If nothing else, our foray into criticism of Hamlet is providing us with a who's who of literary greats in Europe. Next up is Johann Wolfgang von Goethe (1749-1832), widely considered to be Germany's greatest literary figure - and clearly a man who knew a thing or two about sporting a frock coat, judging by his picture.



You may have come across him already as he is also credited with writing the first Bildungsroman in Willhelm Meister's Apprenticeship

By the 1740s, Shakespeare's work had begun to be translated into German, and, by the end of the eighteenth century, had achieved great popularity and influence in Germany.

In Wilhelm Meister's Apprenticeship the protagonist, Wilhelm sets out on his travels after being disillusioned in love - and is introduced to the works of Shakespeare by the character Jarno before playing the lead role in a theatrical production of Hamlet. Much discussion of Shakespeare's work takes place within the dialogue of the novel, thus revealing something of the eighteenth-century German reception of Shakespeare's plays. It is Wilhelm who speaks the following words in the novel, generally considered to represent Goethe's views:

J. W. VON GOETHE: from Wilhelm Meister's Apprenticeship

The time is out of joint, O curs'd spite,
 That ever I was born to set it right!

In these words, I imagine, will be found the key to Hamlet's whole procedure. To me it is clear that Shakespeare meant, in the present case, to represent the effects of a great action laid upon a soul unfit for the performance of it. In this view the whole piece seems to me to be composed. There is an oak-tree planted in a costly jar, which should have borne only pleasant flowers in its bosom; the roots expand, the jar is shivered.

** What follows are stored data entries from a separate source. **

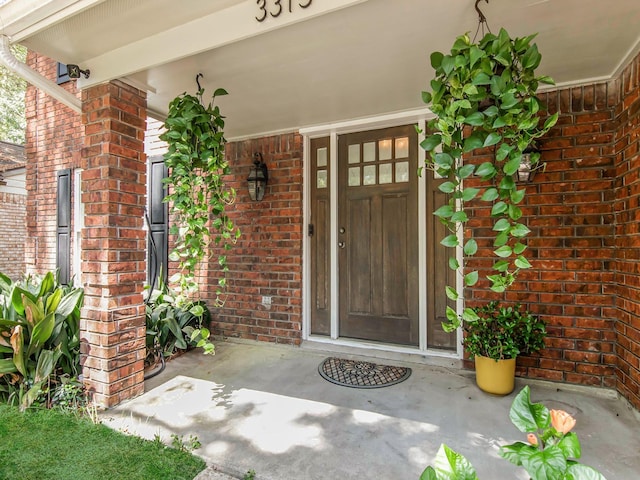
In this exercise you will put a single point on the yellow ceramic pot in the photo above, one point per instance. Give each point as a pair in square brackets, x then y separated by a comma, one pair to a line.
[495, 376]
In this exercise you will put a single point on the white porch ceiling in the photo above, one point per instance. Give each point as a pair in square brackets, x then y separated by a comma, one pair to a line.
[336, 60]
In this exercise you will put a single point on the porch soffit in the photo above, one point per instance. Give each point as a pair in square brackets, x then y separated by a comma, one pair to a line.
[336, 60]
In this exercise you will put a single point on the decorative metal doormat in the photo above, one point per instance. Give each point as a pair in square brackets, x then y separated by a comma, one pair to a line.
[359, 374]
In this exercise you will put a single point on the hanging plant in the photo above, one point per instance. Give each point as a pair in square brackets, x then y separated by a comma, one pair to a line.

 A lovely, pure, noble and most moral nature, without the strength of nerve which forms a hero, sinks beneath a burden which it cannot bear and must not cast away. All duties are holy for him; the present is too hard. Impossibilities have been required of him; not in themselves impossibilities, but such for him. He winds, and tums, and torments himself; he advances and recoils; is ever put in mind, ever puts himself in mind; at last does all but lose his purpose from his thoughts; yet still without recovering his peace of mind.


So, usual prompts:

What are the key ideas in Wilhelm's (Goethe's) argument? Summarise them in your own words.
Might any still have resonance today? Why/not?
Is there a memorable, standout phrase here?